Как-то сам собой «газик» повернул налево. Ну что ж, к Нижегородову
Каждый раз, выезжая на первомайскую дорогу, Карельников любовался видом, который открывался за развилкой. Михайловск лежал в долине между невысокими горами — это все исконно лесные места, с пестрыми и скудными почвами, с глиной и камнем, но необычайно красивые, просторные: извилистая, тихая и мелкая Сога в черемуховых зарослях, просторные чистые луга с отдельными по ним старыми ветлами, отлогие склоны холмов, как бы самой природой приготовленные под пастбища, а выше — леса: сосняк, береза, дубки, светлые и чистые леса. Каждый дол скрывал в себе деревеньку — совсем близко подъедешь, и то не увидишь, пока не выдаст ее старая колокольня. Остались еще тут деревянные церкви и каменные, но все заброшенные.
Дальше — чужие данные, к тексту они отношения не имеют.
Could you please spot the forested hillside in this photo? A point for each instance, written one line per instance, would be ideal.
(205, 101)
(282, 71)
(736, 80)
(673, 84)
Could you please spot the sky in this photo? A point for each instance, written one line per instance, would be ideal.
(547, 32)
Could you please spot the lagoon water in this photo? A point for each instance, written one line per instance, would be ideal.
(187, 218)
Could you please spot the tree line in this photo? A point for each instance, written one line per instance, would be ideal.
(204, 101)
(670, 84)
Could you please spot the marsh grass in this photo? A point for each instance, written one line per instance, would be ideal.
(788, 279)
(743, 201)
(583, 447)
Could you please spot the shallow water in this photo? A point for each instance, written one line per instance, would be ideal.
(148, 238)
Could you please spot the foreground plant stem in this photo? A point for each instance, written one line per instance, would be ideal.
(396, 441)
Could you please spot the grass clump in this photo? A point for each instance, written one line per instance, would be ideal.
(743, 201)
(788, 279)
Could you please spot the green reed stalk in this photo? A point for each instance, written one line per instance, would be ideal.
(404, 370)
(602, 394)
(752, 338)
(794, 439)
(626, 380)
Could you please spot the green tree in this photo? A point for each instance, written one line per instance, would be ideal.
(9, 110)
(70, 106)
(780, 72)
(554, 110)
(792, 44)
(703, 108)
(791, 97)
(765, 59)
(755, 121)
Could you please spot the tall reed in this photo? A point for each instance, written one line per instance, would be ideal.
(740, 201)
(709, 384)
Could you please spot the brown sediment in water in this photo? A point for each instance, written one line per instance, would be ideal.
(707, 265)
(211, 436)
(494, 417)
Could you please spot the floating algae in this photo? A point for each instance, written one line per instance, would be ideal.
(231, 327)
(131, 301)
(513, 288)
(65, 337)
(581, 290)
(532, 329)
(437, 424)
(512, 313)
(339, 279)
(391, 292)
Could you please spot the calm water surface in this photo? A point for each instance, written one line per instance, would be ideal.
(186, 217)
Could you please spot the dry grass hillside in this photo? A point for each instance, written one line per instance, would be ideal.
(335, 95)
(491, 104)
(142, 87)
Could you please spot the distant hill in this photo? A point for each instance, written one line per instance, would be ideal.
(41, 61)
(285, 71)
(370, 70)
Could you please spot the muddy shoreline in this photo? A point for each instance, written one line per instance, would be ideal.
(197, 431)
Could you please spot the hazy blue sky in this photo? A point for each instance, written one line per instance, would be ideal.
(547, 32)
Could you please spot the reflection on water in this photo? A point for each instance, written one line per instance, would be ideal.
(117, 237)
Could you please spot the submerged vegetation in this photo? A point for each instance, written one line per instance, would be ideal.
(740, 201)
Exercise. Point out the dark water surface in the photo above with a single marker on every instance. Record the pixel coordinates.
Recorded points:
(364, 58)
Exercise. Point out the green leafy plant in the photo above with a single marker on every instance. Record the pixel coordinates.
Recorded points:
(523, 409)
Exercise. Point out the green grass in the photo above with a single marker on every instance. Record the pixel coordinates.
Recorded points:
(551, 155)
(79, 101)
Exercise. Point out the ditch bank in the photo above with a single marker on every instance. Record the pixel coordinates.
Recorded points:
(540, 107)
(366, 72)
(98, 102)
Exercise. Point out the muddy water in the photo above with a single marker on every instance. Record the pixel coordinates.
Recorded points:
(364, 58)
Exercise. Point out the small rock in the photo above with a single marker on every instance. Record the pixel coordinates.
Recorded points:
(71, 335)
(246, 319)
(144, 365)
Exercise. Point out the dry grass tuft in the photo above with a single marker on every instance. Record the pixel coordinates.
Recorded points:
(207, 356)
Ровные и обширные поля в Михайловском районе по пальцам перечесть, поэтому стали запахивать луга. Вот, например, сразу слева от дороги луга были, а теперь?.. На просторном длинном поле, заняв его на две трети, поднялась молодая зелень — это взошло то, что успели до мая посеять. А остальной участок лежал черным и пустым, и на самом краю его увязла в грязи сеялка без трактора — значит, до сих пор еще сеяли или, в лучшем случае, только-только закончили. Как зарядили с тридцатого апреля дожди, так по сей день колхозы никак из грязи не вылезут. Вот тебе и луга.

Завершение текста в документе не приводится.